I'm posting this info again and I'm really seeking some help and hoping somebody out there may know something? Some of you will get sick of reading this, sorry...but I have found more info (children)

My grandfather Alexander Sutherland was born in 1889 in Westerdale, Caithness.
HIS father was James Sutherland born in 1860
and James married Cathrine who was born in 1861 

They also had the following children (Alexanders siblings)

Harrieta born 1882
Hugh born 1887
Donald born 1890
Cathrine born 1892
George born 1893
John born 1895
Margaret born 1897
David - 1901

Pleeeease!  Does anyone know anything about this family?
I know that Alexander,  my grandfather emigrated to New Zealand,  whether as a child or an adult I dont know. But he was still there in 1901 when they did the census I know that much.

Alexanders grandparents were:

James Sutherland 1823 - married Margaret Lowrie
They had two children from what I've found..
Isabella born 1849
Donald born 1851
I have searched for Donald in the rest of the census (only the free ones,  I simply cannot afford the pay sites),  but he seems to have dropped out of existance,  I wonder if he died as a child?

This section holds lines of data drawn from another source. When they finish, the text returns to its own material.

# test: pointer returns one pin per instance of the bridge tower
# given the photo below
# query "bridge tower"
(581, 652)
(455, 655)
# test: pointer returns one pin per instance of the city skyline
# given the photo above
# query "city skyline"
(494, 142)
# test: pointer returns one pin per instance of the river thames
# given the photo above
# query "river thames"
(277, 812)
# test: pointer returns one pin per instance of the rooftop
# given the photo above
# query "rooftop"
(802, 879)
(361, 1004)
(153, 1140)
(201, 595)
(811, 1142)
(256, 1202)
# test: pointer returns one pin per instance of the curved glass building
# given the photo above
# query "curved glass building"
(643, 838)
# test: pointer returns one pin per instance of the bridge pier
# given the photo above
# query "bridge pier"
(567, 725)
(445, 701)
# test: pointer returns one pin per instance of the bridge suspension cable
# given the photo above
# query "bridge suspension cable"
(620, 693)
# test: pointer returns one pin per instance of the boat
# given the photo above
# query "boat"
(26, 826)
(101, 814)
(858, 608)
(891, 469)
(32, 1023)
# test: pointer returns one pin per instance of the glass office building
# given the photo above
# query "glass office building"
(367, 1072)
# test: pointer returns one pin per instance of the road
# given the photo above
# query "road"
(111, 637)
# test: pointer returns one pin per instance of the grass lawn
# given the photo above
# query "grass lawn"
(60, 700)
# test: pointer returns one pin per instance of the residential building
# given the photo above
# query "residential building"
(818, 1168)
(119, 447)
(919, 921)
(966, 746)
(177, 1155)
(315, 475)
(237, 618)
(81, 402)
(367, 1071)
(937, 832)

Then there was a Donald Sutherland born 1786 - married Isabella Budge
they had 3 children (census was in  - or were born in Orkney?? - is that anywhere near Westerday, Caithness?)
children were:  Mary - 1821,  Barbara - 1836 and Donald - 1831

Then earlier again,  a Charles Sutherland born 1750 - married Cathrine Gordon

This is as far as I have gotten on the free sites....

I live in NZ and trying to track down possible relatives still living in Caithness,  or anywhere in Scotland,  and desparately searching for someone who may be able to help?

----------


## david

> I'm posting this info again and I'm really seeking some help and hoping somebody out there may know something? Some of you will get sick of reading this, sorry...but I have found more info (children)
> 
> My grandfather Alexander Sutherland was born in 1889 in Westerdale, Caithness.
> HIS father was James Sutherland born in 1860
> and James married Cathrine who was born in 1861 
> 
> They also had the following children (Alexanders siblings)
> 
> Harrieta born 1882
> ...


Orkney is an Island off Caithness and is no where near westerdale-about 20 sea miles I think.

----------


## lindadorren

James Sutherland and Margaret Laurie (or Lawrie) had 12 children, born between 1850 and 1870. Their youngest child Mary Sutherland was my great grandmother.  
Donald died of leukaemia in 1878.  Of his siblings Thomas had 9 children!  I can send more info if you private message me.

Linda

----------